Nonetheless, Justice Nadon’s reasons do consider the purpose and intention of the data protection regime. In particular, he highlighted that, given thalidomide’s revoked approval, there was no product available to serve as a reference product for THALOMID. As such, Celgene was required to prepare and submit the voluminous data required to support a New Drug Submission rather than the Abbreviated New Drug Submission that a generic manufacturer would be able to submit. Justice Nadon found that this bolstered the rationale for extending data protection to THALOMID.
Justice Nadon’s strong dissent in this case follows the dissent of Justice Stratas in the Takeda case. Although the cases focused on different aspects of the definition of “innovative drug”, in both cases the majority decision held that the literal meaning of the definition was clear.

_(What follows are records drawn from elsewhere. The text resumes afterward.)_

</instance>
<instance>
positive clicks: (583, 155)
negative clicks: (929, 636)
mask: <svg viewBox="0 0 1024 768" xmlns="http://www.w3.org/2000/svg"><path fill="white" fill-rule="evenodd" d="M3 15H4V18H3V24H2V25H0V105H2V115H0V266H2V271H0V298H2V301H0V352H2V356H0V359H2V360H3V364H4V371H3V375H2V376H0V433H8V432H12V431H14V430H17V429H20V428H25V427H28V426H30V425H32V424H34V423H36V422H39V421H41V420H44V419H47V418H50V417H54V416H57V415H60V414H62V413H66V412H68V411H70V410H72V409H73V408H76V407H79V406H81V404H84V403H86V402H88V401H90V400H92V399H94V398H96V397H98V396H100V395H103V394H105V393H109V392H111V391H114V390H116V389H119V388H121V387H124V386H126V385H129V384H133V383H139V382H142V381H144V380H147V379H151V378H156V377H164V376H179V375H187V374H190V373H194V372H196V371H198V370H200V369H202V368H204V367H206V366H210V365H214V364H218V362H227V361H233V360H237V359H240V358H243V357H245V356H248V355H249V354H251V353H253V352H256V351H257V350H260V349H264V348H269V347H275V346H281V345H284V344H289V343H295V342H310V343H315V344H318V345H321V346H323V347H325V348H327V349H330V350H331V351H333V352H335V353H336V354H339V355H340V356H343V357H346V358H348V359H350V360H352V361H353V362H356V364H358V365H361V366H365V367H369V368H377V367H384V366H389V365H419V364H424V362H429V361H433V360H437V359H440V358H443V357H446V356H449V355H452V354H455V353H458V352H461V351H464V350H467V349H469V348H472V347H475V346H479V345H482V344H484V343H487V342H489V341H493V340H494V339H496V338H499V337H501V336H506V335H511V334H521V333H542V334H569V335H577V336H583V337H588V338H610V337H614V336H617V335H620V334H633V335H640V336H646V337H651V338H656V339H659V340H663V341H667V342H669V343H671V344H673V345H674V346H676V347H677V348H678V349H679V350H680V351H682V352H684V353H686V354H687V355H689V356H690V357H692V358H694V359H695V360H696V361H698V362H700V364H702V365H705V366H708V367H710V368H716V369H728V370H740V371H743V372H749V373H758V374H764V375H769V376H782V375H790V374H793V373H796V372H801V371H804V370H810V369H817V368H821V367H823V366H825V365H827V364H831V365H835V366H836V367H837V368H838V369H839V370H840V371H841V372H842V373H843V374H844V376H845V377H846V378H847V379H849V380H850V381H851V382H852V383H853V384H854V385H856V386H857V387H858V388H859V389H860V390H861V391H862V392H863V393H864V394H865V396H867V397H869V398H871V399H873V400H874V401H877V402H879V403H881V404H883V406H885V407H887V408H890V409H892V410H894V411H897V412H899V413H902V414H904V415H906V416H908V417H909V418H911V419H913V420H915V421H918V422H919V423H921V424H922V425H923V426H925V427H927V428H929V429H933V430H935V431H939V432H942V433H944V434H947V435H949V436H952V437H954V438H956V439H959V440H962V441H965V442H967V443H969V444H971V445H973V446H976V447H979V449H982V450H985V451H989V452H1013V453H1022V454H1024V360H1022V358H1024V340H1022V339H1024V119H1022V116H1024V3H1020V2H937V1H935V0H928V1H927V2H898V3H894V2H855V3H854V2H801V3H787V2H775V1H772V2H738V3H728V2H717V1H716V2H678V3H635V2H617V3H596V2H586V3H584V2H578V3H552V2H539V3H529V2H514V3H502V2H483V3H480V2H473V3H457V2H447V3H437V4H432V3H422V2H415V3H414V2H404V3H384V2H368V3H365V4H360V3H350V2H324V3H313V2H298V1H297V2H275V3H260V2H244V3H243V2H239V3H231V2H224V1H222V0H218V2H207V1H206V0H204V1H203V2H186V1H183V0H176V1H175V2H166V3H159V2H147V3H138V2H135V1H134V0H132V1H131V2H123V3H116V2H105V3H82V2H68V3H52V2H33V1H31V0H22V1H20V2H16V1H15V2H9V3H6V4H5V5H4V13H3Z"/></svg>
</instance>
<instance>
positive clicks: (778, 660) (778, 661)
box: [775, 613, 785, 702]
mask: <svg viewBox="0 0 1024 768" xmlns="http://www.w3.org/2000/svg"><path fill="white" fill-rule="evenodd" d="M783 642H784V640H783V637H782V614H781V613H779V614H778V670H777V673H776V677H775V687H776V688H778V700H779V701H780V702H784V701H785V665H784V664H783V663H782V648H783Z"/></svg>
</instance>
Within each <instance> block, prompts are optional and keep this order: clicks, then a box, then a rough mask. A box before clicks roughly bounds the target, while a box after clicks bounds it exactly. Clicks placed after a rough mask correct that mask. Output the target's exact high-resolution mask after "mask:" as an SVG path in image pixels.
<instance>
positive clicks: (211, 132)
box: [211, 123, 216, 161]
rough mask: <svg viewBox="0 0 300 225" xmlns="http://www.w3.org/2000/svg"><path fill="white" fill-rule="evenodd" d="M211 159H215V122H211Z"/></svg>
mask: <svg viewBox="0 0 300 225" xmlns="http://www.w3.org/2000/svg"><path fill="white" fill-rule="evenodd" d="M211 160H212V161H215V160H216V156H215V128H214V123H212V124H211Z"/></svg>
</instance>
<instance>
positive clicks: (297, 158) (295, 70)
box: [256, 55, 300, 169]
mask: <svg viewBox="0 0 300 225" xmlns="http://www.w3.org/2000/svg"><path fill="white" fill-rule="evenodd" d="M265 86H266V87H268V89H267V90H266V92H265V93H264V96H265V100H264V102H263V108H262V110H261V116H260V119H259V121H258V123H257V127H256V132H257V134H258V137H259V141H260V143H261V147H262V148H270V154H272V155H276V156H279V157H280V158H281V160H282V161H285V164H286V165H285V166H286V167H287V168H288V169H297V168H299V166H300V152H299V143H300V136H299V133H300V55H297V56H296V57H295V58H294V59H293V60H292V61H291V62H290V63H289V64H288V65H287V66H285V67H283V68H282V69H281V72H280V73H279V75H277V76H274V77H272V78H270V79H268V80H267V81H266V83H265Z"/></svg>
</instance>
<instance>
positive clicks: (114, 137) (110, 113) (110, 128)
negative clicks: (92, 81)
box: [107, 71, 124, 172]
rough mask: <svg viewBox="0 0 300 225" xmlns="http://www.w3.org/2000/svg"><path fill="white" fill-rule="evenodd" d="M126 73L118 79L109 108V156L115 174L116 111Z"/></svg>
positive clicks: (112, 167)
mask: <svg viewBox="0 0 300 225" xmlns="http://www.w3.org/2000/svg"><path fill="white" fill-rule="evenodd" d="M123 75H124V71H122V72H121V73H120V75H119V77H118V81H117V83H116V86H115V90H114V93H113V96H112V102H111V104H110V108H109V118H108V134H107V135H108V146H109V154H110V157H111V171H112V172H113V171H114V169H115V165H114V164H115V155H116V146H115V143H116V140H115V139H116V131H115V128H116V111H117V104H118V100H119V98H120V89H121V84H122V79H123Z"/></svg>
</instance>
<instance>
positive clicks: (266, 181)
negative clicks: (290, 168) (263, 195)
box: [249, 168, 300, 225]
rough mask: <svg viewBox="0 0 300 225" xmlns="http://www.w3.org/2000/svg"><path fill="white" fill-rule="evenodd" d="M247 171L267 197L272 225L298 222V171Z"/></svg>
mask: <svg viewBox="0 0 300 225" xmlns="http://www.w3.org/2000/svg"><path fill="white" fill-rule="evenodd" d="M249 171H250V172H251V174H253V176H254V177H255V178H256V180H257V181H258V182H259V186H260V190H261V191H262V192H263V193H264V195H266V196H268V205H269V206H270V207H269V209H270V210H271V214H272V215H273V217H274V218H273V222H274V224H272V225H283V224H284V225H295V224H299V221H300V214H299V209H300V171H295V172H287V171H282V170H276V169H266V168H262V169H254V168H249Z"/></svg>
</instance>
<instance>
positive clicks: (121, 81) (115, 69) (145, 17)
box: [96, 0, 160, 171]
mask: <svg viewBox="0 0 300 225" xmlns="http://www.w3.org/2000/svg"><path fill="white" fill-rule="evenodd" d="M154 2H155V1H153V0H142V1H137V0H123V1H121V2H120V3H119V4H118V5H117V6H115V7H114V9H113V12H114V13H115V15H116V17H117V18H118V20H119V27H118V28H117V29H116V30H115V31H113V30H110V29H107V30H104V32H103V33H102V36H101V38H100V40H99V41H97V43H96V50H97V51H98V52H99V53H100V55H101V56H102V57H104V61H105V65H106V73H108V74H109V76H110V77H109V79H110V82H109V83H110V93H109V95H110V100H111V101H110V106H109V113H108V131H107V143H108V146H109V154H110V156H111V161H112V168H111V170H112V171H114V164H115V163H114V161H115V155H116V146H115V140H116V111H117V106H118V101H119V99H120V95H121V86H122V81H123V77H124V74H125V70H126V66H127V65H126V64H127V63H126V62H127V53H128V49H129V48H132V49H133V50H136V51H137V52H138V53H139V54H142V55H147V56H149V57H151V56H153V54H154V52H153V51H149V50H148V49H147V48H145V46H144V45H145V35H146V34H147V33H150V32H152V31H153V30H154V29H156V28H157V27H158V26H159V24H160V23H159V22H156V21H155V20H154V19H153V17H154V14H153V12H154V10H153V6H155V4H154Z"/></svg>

Although both majority decisions considered the purpose of the legislation, including compliance with Canada’s international treaty obligations, the decisions turned on the view that the wording of the statutory provision was, on its face, unambiguous.
The dissenting justices in each case, while not expressly adopting a different approach to the interpretation of the statute, appeared to give greater weight to the underlying purpose and context of the statutory provisions and would have adopted an approach that would have more specifically taken into account the amount of time, effort and resources expended by the drug manufacturers when deciding whether to extend data protection.
The majority decisions in these cases, which emphasize the literal interpretation of the statutory provisions, clearly set the precedent for future cases dealing with the data protection regime in the FDR. However, the strong dissents in these cases do illustrate that some uncertainty may still exist when interpreting these provisions.